Maybe my story is familiar. Maybe it’s not. But in the serious efforts to be on my phone less that I’ve taken over these last few years, I haven’t had much else to do but watch you guys. I’ve seen your thirty part Instagram stories and your 50 Bluesky posts a day and I’ve taken the gamble that many of you might relate to this more than you’re willing to admit.
The problem isn’t just that screens are bad for us, the problem is that the screens are too good. It’s not that phones can kill us or that our gaming PCs will make us forget to eat, but that in aggregate, the presence of an eternally “better” option, one of perfected leisure that hijacks every impulse in our minds to make us feel at peace, will never not seem preferable in comparison with the friction of the real world. Your family might say things that annoy you, dates might not go well, but a few more hours scrolling could take you anywhere.
Brain worms, irony poisoning, we’ve given the new sickness of the internet a lot of cute little names but what it really boils down to is a surrender of the self. Like any good addictive substance, the internet promises oblivion to those who seek it. When we scroll, we are gone.
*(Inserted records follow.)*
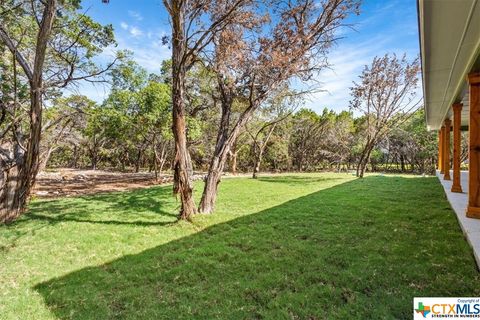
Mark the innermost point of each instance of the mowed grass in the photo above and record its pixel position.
(310, 246)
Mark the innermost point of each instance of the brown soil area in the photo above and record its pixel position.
(69, 182)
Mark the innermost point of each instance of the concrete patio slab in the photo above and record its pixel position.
(459, 201)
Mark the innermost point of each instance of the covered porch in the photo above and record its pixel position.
(459, 203)
(450, 53)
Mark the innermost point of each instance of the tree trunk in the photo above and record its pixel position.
(222, 147)
(182, 163)
(19, 180)
(261, 149)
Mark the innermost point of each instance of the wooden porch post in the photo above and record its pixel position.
(442, 149)
(457, 109)
(440, 145)
(446, 152)
(473, 209)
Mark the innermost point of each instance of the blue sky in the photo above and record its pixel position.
(388, 26)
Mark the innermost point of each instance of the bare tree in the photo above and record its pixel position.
(386, 95)
(34, 32)
(250, 64)
(194, 25)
We’re not embodying ourselves or experiencing things from our own perspective. Instead, we’re living as an eternal voyeur, a silhouette in a dark theater.
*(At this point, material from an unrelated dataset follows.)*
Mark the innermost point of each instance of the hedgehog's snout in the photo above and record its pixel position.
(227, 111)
We will never get to that white hot core of the internet but if we aren’t careful, we’ll waste our lives chasing after it. Life will become like an episode of streaming television, something that plays in the background while we space out. When we finally do look up, we may well realize that the entirety of our physical lives was deferred to a tertiary plane of attention. Turns out that if you spend life second screening, there is no first screen, no primary focus. There is just a person’s perception, all they’ll ever know of the world, being asymptotically divided over and over again until it’s spread so thin it may as well have never existed.



As someone very much in the latter stages of “watch, but very rarely post”, this once again absolutely nails it. Social media increasingly feels like such a transparency poor simulacrum of any form of interaction, even in advertising and algorithm free settings such as Mastodon. The dopamine hit has long since gone - it’s just habit at this stage
I personally have very limited real world social opportunities (chronic illness/low spoons), so I think there’s still value in “room scale” environments, such as group chats or Discord, but that feels different - for me at least, there’s thankfully not the same reflexive urge to refresh to see what’s next.